本論文主要研製30-與47-GHz之低相位雜訊及低功耗壓控振盪器，以及2.4-GHz低功耗多模態微波注入鎖定除頻器。30-與47-GHz變壓器回授壓控振盪器皆採用TSMC CMOS 90-nm GUTM製程設計實現，變壓器回授技巧可使振盪器的輸出擺幅提升，且當變壓器的匝數為耦合係數兩倍時，負載Q值可最佳化，因此振盪器可在低電壓及低功率消耗操作下，有不錯的相位雜訊及輸出功率，此外利用MIM電容與可變電容並聯，改善可變電容操作於毫米波Q值較差之問題，以提升整體共振腔Q值，達成較佳的相位雜訊。2.4-GHz低功耗多模態微波注入鎖定除頻器採用TSMC CMOS 0.18-um製程設計，使用電流再利用式的架構作為電路核心，因此能有效減少直流功率消耗，而透過交互耦合的注入技巧可增強振盪器之諧波特性表現，使除頻器完成除二、除三及除四之功能，另外具有單端注入方式及注入電晶體無功率消耗之優點。電路設計使用Agilent ADS進行模擬，走線效應則以三維全波有限元素法進行模擬。晶片採用fully on-wafer與on wafer circuit with PCB bias network的方式進行量測。

This thesis presents the design of millimeter-wave CMOS voltage controlled oscillators (VCOs) and low power multi-modulus microwave injection-locked frequency divider (ILFD), implemented by standard TSMC 0.18-um or TSMC 90-nm GUTM CMOS process. In the 30-GHz VCO design, the transformer-feedback technique is adopted to optimize loaded quality factor of VCO and improve the phase noise performance. In the 47-GHz VCO design, the transformor-feedback technique is adopted for better star-up condition and good loaded quality factor of VCO at high frequency design.
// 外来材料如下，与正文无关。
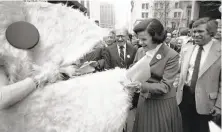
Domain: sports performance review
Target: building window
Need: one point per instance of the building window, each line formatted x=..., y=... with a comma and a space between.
x=155, y=14
x=82, y=2
x=156, y=5
x=167, y=5
x=145, y=14
x=147, y=6
x=143, y=6
x=161, y=5
x=167, y=14
x=175, y=14
x=176, y=5
x=179, y=14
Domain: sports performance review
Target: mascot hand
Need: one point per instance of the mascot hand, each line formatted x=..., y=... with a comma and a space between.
x=48, y=73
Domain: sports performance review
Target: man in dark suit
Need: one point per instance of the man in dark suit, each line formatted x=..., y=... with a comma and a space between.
x=171, y=42
x=121, y=54
x=96, y=57
x=199, y=88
In the multi-modulus ILFD, the current-reused cross-coupled pair structure is adopted for low power consumption. The injection-switched cross-coupled pair technique enables this divider to operate in divide-by-2, -3, and -4 modes and wide locking range. The simulated and measured results of the designed RFICs are compared and discussed in this thesis.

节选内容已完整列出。